The best Camemberts are still made in Normandy, with raw cow’s milk, to a very specific set of standards. Fresh, wobbly curds are ladled by hand into molds to ripen with microbes in humid conditions. As they firm, the wheels are evenly salted and flipped. With a little time and a lot of attention, the cheeses peak. For just a few days, each one is magnificent: Sticky and optimally stinky. The Camembert’s soft, bloomy rind wrinkles like an old knuckle and turns a rusty orange in places, following the pattern of the surface where it was rested. The inside is a uniformly pale yellow, tender all the way through, but with a touch of leisurely and almost elastic ooze.

Some people will compare the taste of a ripe Camembert to mushrooms, to forest walks, to cooked cabbage. And some people will wonder what those people are talking about. Artisanal raw-milk Camembert, with its in-your-face flavor, is increasingly rare, even in France, where less than 10 percent of the Camembert on the market is the traditional stuff known as Camembert de Normandie. As Harel’s cheese became popular, the work of village cheese makers was mimicked on bigger production lines and factories turned out more muted cheeses from pasteurized milk. The cheese is more of a brand now than a craft, and in 2021, Camembert labeling laws will change so that it’s even harder to tell them apart.

But there’s a good thing about a majority of the Camembert sold in France, and so much of the Camembert made and sold around the world — the cheap, substandard, deodorized, dead-inside wheels — which are much easier to get your hands on at the supermarket. These cheeses are at the heart of a different tradition: the baked Camembert. Baking has always been a way for cooks to coax an overripe, or a just-O.K. cheese, in the direction they like, to bring up the herbs and the florals, to fill out whatever might be missing. And yet pastry-wrapped baked cheese now seems like a relic. In our collective imagination, it’s the snack at a book-club meeting where no one has read the book. It’s the most exciting appetizer at a 1970s suburban dinner party. But it’s also, regardless of how you feel about its style, one of the most reliable ways to delight a small group of omnivorous people.
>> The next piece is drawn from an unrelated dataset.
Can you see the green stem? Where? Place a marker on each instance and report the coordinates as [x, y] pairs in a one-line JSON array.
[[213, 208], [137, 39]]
The idea is simple: Wrap a whole wheel of Camembert in puff pastry, making sure it’s sealed tight, and then bake it until the pastry is browned. But that’s just the blueprint, and you can build on it. You could cut the cheese in half horizontally and fill it up with caramelized onion and bacon and a spoonful of fruit preserves before you wrap it. (On YouTube, French bloggers love to add a layer of sliced boiled potatoes to the onion-bacon mixture.) Others leave the cheese whole but douse it with honey and walnuts, then sprinkle some thyme leaves over it. You could roughly chop a mixture of dried fruit and mix it with a spoonful of Cognac and let it all steam inside the cheese, sinking into the Camembert as it roasts. Slide the pastry onto a platter and surround it with a lot of salad leaves dressed simply in oil and vinegar — bitter leaves like radicchio tend to work best, but do what you like. There may be bad Camembert, a lot of it, in fact, but there’s no such thing as a bad baked Camembert.